Christian de Kerangal : Oui, nous sommes confrontés à des tendances de fond. La croissance ne devrait pas connaître de rebond significatif à court ou moyen terme. Les entreprises ne devraient donc pas changer leur regard sur leurs besoins en surfaces immobilières et surtout, la population active ne connaîtra plus une augmentation comme avant. Ce sont donc des réalités qui impacteront le marché pour longtemps. Il y a désormais deux priorités. La première, pour des parcs de bureaux toujours attractifs, est de continuer à l’être en répondant aux attentes des salariés et aux évolutions sociétales. Pour d’autres, il s’agit de se réinventer dans le tissu urbain. Réhabilitation, restructuration, démolition, diversité et intensification des usages, chaque quartier est confronté à des enjeux différents et les questions posées aux pouvoirs publics, aux investisseurs et à l’ensemble de la chaîne immobilière sont très nombreuses.

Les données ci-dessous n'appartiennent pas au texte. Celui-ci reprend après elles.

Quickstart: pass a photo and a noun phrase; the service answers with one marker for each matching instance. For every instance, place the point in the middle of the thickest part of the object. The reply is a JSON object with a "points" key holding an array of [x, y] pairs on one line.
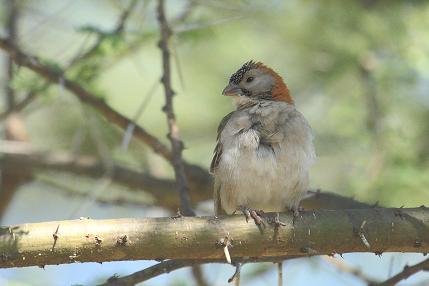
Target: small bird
{"points": [[264, 147]]}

AJ : A ce propos, la réalisation progressive du métro Grand Paris Express ne tombe-t-elle pas au mauvais moment ?

Christian de Kerangal : Le Grand Paris Express reste un projet structurant pour l’agglomération. Il permet déjà, et permettra encore davantage, de redynamiser certains quartiers autour des gares, au-delà des zones historiquement attractives. Il semble toutefois évident que cela ne suffira pas à résoudre les déséquilibres régionaux. Dans le futur, il est probable que l’on observe un archipel de la région avec des quartiers très attractifs au milieu de zones qui le seront moins.